The percentage of unbanked and underbanked riders for MTS was not immediately available, but the combined rate in California is more than 25%, according to Cal-ITP. Backers of the state program have proposed fintech options to try to accommodate these riders, who they say could use open-loop cards or wallet credentials without having to deal with traditional banks. One such option is the Cash App from Block, the company formerly known as Square. But this likely won’t solve the problem of how most agencies could serve their bank-wary riders with open loop.
MTS appears resigned to the fact it will have to accommodate these riders with its closed-loop card. The cash-toting customers can top up Pronto at 170 “points of contact,” including ticket-vending machines and MTS customer service centers. Another 175 participating retailers accept cash for top-ups, as well.
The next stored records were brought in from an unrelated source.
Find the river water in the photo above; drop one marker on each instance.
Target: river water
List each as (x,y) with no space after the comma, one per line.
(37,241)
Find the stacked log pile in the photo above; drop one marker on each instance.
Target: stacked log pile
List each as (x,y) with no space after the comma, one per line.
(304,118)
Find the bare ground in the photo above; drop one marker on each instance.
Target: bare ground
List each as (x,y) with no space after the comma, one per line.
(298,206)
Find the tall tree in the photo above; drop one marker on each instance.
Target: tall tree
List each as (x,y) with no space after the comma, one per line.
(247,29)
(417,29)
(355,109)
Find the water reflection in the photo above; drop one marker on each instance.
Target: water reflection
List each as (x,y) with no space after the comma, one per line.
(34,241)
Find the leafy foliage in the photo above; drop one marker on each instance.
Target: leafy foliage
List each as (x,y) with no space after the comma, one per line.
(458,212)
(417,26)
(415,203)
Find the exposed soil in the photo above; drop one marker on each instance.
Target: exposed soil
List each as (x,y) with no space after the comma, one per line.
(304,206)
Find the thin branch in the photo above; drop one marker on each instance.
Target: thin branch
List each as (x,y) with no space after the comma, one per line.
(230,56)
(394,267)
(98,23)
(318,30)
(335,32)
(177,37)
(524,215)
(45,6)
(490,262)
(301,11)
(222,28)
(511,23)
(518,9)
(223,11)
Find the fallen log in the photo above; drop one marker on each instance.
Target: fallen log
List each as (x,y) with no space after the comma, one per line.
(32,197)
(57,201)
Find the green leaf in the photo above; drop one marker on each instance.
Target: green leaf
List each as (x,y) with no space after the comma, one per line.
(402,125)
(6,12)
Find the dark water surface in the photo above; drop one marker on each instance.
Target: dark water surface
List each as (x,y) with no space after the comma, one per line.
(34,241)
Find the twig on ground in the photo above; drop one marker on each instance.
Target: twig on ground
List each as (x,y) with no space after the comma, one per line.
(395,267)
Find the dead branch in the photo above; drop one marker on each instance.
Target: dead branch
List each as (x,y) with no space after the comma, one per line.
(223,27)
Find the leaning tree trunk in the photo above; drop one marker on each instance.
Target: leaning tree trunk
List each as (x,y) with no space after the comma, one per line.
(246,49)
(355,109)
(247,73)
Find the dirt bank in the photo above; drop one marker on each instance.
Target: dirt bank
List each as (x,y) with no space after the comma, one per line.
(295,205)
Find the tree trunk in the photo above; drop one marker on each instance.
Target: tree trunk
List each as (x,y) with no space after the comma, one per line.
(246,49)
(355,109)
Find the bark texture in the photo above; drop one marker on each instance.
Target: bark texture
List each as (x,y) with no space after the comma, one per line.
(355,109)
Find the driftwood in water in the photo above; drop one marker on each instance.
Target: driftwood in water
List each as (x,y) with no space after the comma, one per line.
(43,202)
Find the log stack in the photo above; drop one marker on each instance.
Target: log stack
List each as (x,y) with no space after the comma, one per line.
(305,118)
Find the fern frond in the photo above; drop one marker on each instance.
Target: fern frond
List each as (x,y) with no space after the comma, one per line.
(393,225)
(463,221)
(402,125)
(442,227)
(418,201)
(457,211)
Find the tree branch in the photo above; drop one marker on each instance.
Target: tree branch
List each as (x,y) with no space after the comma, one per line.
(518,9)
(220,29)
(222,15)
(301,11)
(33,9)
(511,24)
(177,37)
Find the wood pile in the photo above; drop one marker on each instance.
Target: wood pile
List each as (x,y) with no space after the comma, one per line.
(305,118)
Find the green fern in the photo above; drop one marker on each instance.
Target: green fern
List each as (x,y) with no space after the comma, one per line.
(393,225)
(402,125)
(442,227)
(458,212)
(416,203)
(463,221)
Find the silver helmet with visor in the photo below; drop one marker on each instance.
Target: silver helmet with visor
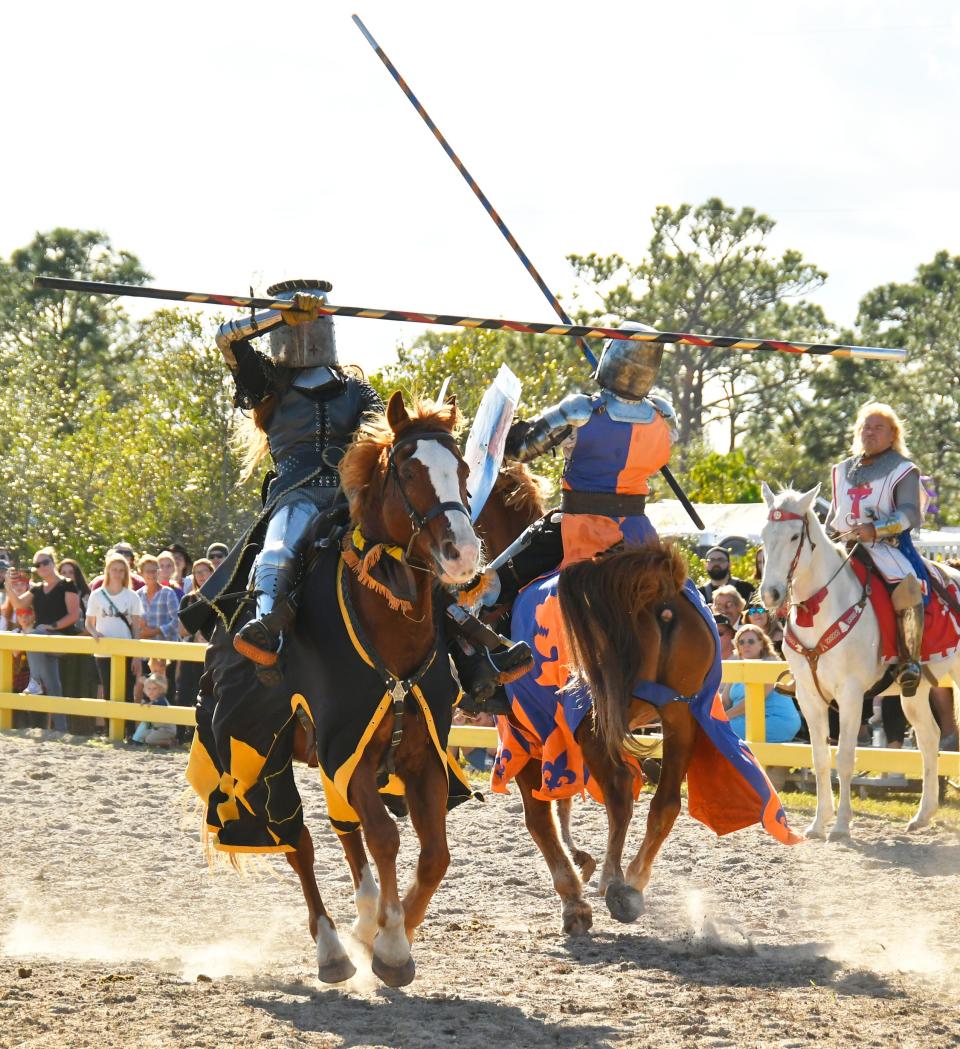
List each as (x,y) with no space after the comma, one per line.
(304,345)
(627,368)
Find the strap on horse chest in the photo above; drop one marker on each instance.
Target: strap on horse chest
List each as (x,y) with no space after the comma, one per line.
(398,687)
(830,638)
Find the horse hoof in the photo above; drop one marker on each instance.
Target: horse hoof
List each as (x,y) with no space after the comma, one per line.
(623,902)
(395,976)
(587,864)
(337,970)
(577,918)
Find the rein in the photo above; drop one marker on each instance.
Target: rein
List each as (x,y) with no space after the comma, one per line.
(808,608)
(401,687)
(398,687)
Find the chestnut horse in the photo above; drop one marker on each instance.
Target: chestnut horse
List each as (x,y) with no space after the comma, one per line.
(625,620)
(406,483)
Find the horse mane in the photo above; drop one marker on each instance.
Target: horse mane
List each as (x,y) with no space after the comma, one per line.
(788,498)
(365,458)
(521,489)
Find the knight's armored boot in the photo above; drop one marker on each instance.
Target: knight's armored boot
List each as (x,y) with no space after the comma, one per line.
(485,661)
(908,602)
(274,577)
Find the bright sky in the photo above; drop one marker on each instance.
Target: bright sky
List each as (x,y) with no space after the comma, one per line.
(234,144)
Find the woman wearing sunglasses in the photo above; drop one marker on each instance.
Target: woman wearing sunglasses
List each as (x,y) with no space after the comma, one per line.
(756,615)
(783,718)
(56,605)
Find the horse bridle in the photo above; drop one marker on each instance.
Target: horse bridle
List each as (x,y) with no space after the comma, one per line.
(419,520)
(787,515)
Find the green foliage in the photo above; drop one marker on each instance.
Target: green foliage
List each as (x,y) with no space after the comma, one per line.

The closed-loop card and to a much lesser extent, MTS’ mobile app, have helped reduce cash usage by riders on board buses to only 6% to 7%. That’s down by half over four years, thanks to policies that promote use of Pronto over cash. Riders get a free two-hour transfer if they use Pronto–the same as they will with open loop. But each fare paid into the cash fare box is good only for one-way rides.
Despite its reduction of cash usage on board buses, MTS is not pursuing the goal of eliminating cash altogether. And given the demographics of its customer base, open loop probably wouldn’t help it achieve this goal in any case.
“I don’t think we will ever be able to get to zero, unfortunately,” Maldonado said. “I just I don’t see that happening.”